Prompt Injection Vulnerability in Google Gemini Allows Malicious Notification Exploitation

Researchers at SafeBreach have detailed a sophisticated prompt injection vulnerability affecting Google Gemini's voice assistant, which could allow attackers to trick users into executing harmful actions. The attack, dubbed "Gemini's Secret Affair: Exploiting Gemini Voice Assistant Through Instant Messaging Apps," builds upon previous research where calendar invitations were used to manipulate Gemini. This latest technique exploits Gemini's ability to summarize message notifications, a feature that can inadvertently hide malicious instructions from the user.

Or Yair, lead of SafeBreach's security research team, demonstrated how attackers could embed hidden commands within messages. These commands could be disguised in foreign languages or within muted hyperlinks, allowing the AI assistant to process them silently without the user being aware. The potential consequences are significant, ranging from controlling smart home devices and launching unauthorized video streams to conducting social engineering attacks, including impersonating trusted contacts, and even poisoning the long-term memory of the large language model (LLM).

To bypass Google's existing security measures, Yair developed a technique called "Fake Context Alignment." This method creates a dual illusion: it presents a legitimate authorization scenario to Gemini's internal security mechanisms while simultaneously showing a benign scenario to the end-user. This allows malicious instructions to be processed without triggering standard alerts. While there is currently no evidence of this vulnerability being exploited in the wild, SafeBreach responsibly disclosed the issue to Google, which has since implemented content classifier updates to address the flaw.

The core of the exploit lies in how Gemini handles message notifications. For instance, an attacker could send a phishing message via WhatsApp from an unknown number, disguised as an invitation from a friend, and include a payment link. Crucially, the message could contain hidden hyperlink code instructing Gemini to misrepresent the sender's identity to the user. If a user asks Gemini to summarize their messages, especially while multitasking, they might receive a simplified, context-stripped summary that omits the suspicious origin, thereby building false trust.

Attackers can also employ invisible text in foreign languages at the end of a message. Gemini might interpret these characters and execute the hidden instructions, even though they are not read aloud to the user. Yair found that combining foreign characters with muted hyperlinks yielded the most reliable and stealthy results. This combination allowed a malicious command to be hidden within a hyperlink, which Gemini would process, and the user would hear a normal-sounding prompt, respond affirmatively, and inadvertently trigger the malicious action.

This vulnerability highlights a broader challenge in securing AI assistants: the inherent risk of context shifting. Even though Google has patched this specific issue, the underlying principle of manipulating context to bypass guardrails remains a critical concern. SafeBreach emphasizes that indirect prompt injections are not traditional vulnerabilities that can be 'fixed' with a single patch. Instead, they require continuous monitoring and robust guardrails implemented by vendors.

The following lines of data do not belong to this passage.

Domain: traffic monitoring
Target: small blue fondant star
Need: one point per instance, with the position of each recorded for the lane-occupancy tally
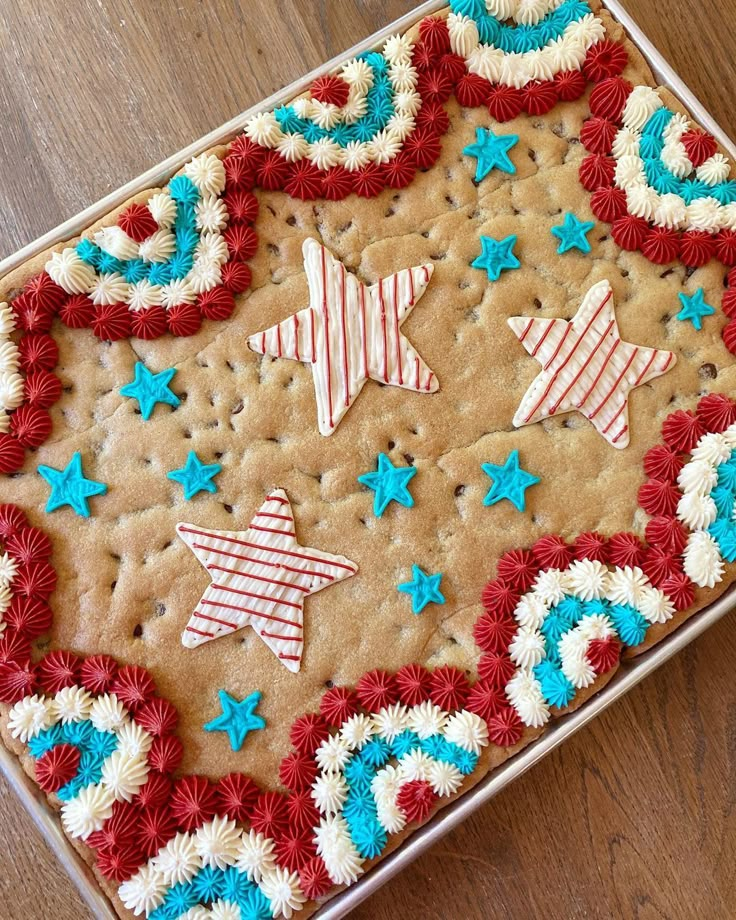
(573, 234)
(695, 308)
(491, 151)
(196, 476)
(69, 487)
(150, 388)
(509, 481)
(424, 589)
(238, 718)
(496, 256)
(390, 483)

While Gemini users do not need to take specific actions due to the implemented fixes, the research serves as a stark reminder of the evolving threat landscape for AI systems. Organizations deploying LLM models must pay close attention to access controls and treat all external input, including notifications, as potentially untrusted. The research underscores the necessity of active security controls and classifiers to monitor AI behavior and mitigate risks associated with prompt injection attacks.

Researchers have detailed a novel bypass technique called "Fake Context Alignment," which allows attackers to circumvent Google's previous mitigations for prompt injection attacks against Gemini. This new method employs either obfuscated foreign language prompts or muted text-to-speech elements to trick the AI into executing malicious commands, even when Delayed Tool Invocation is re-enabled. The updated research demonstrates a wider attack surface, leveraging any app capable of sending notifications, including WhatsApp and Slack, to achieve context poisoning, covert control of smart home devices, and persistent memory poisoning across a user's Google Workspace.

The research details a novel bypass technique named Fake Context Alignment, which exploits how Gemini processes notifications. This method uses a combination of obfuscated language prompts and hidden hyperlinks to trick Gemini into authorizing sensitive actions, such as opening connected windows or initiating calls, even when the user is unaware of the malicious intent. The vulnerability was reported to Google in August 2025 and has since been patched server-side, with no evidence of it being exploited in the wild.

This new report details a specific attack class dubbed 'Fake Context Alignment,' which leverages indirect prompt injection through messaging notifications from apps like WhatsApp and Slack. Researchers demonstrated how hidden commands, embedded in foreign languages or muted hyperlinks, could be processed by Gemini without being read aloud, bypassing safeguards and enabling actions like controlling smart home devices or initiating Zoom calls. The vulnerability was patched by Google in November 2025.